A statement from Hussain's relatives said he had lifelong "severe mental health challenges." They said medications did not help him and the interventions of professionals were unsuccessful.

The family said,"While we did our best to seek help for him throughout his life of struggle and pain, we could never imagine that this would be his devastating and destructive end. Our hearts are in pieces for the victims and for our city as we all come to grips with this terrible tragedy. We will mourn those who were lost for the rest of our lives."

Investigators searched the low-income apartment that Hussain shared with his parents and siblings on Thorncliffe Park Drive in the eastern part of the city. They removed boxes of potential evidence overnight. An autopsy on Hussain was expected to take place on Tuesday.

Police chief Mark Saunders said he would not speculate on a motive.

"We do not know why this has happened yet," he said. "It's going to take some time."

One of those slain was identified as 18-year-old Reese Fallon, a recent high school graduate who volunteered for Canada's Liberal Party and was to attend McMaster University in the fall. Her family said they were devastated.

Nathaniel Erskine-Smith, a member of Parliament who knew Fallon, said, "She was smart, passionate and full of energy. It is a huge loss."
Flags at Toronto City Hall as well as at Fallon's former high school, Malvern CI, were lowered to half-staff.

"An engaging student, Reese Fallon graduated from Malvern CI just last month and was highly regarded by staff and loved by her friends," the school board said, adding that support was being offered to students.

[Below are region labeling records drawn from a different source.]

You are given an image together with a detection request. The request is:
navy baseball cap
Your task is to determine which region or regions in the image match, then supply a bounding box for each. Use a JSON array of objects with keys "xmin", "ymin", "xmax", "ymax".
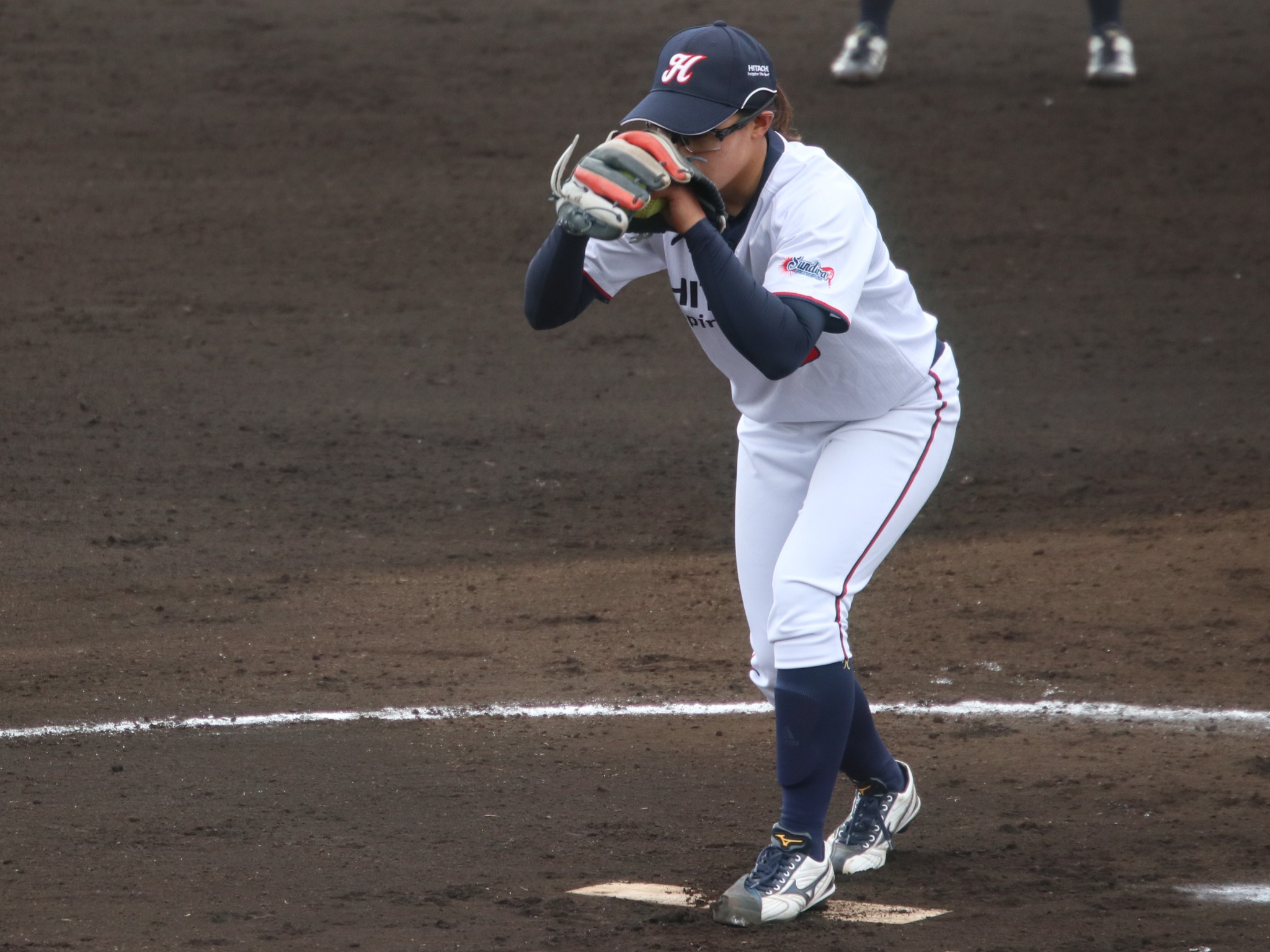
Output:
[{"xmin": 623, "ymin": 20, "xmax": 776, "ymax": 136}]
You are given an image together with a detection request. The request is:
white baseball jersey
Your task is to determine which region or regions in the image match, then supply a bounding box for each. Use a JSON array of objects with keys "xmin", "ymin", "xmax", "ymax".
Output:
[{"xmin": 584, "ymin": 133, "xmax": 936, "ymax": 423}]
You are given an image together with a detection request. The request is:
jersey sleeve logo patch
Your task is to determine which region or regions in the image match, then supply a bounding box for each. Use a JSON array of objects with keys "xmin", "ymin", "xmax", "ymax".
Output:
[
  {"xmin": 662, "ymin": 53, "xmax": 706, "ymax": 85},
  {"xmin": 781, "ymin": 257, "xmax": 833, "ymax": 287}
]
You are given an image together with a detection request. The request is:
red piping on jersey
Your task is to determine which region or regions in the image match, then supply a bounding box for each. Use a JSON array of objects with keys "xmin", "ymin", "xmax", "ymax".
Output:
[
  {"xmin": 772, "ymin": 291, "xmax": 851, "ymax": 327},
  {"xmin": 582, "ymin": 268, "xmax": 613, "ymax": 303},
  {"xmin": 833, "ymin": 371, "xmax": 949, "ymax": 660}
]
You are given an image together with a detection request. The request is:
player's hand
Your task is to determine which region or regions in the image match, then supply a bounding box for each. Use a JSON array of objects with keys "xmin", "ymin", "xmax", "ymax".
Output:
[{"xmin": 653, "ymin": 185, "xmax": 706, "ymax": 235}]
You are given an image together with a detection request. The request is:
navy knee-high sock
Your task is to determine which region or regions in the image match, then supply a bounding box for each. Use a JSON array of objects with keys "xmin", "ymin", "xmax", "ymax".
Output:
[
  {"xmin": 776, "ymin": 663, "xmax": 856, "ymax": 859},
  {"xmin": 1090, "ymin": 0, "xmax": 1120, "ymax": 33},
  {"xmin": 842, "ymin": 676, "xmax": 905, "ymax": 791},
  {"xmin": 859, "ymin": 0, "xmax": 895, "ymax": 37}
]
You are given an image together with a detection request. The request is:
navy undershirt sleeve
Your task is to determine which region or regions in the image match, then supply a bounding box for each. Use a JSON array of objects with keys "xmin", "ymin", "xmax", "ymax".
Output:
[
  {"xmin": 683, "ymin": 221, "xmax": 825, "ymax": 379},
  {"xmin": 525, "ymin": 226, "xmax": 607, "ymax": 330}
]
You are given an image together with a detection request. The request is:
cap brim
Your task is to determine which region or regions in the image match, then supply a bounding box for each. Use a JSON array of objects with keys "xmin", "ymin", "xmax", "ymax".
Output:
[{"xmin": 623, "ymin": 89, "xmax": 737, "ymax": 136}]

Officials did not identify the 10-year-old who was killed or name any of the 13 wounded, who included six women and girls and seven men. The wounded ranged in age from 17 to 59.

Videos and witness accounts of the shootings portrayed a man dressed in black walking quickly down a sidewalk on Danforth Avenue, using a handgun to fire into shops and restaurants in the Greektown area of expensive homes, eateries and cafes.

At the corner of Danforth and Logan, where some of the shots were fired, about 50 people milled about on a small square Monday evening, talking in several languages. They expressed shock at a shooting in such a neighborhood.

Some hugged, some wept, and many said they wondered how the attacker obtained a gun in a country with far stricter gun laws than in the neighboring U.S. People signed a makeshift memorial made of plywood reading: "We are Danforth strong."

Ontario's police watchdog agency said there was an exchange of shots between the attacker and two officers on a side street before the gunman was found dead.

Though mass shootings are rare in Canada's largest city, Toronto police had deployed dozens of additional officers over the weekend to deal with a recent rise in gun violence. The city has seen 23 gun homicides so far this year, compared to 16 fatal shootings in the first half of 2017.

Toronto has long prided itself as being one of the safest big cities in the world.

Toronto Mayor John Tory said, "We were so used to living in a city where these things didn't happen and as we saw them going on in the world around us (we) thought they couldn't happen here. This is an attack against innocent families and our entire city."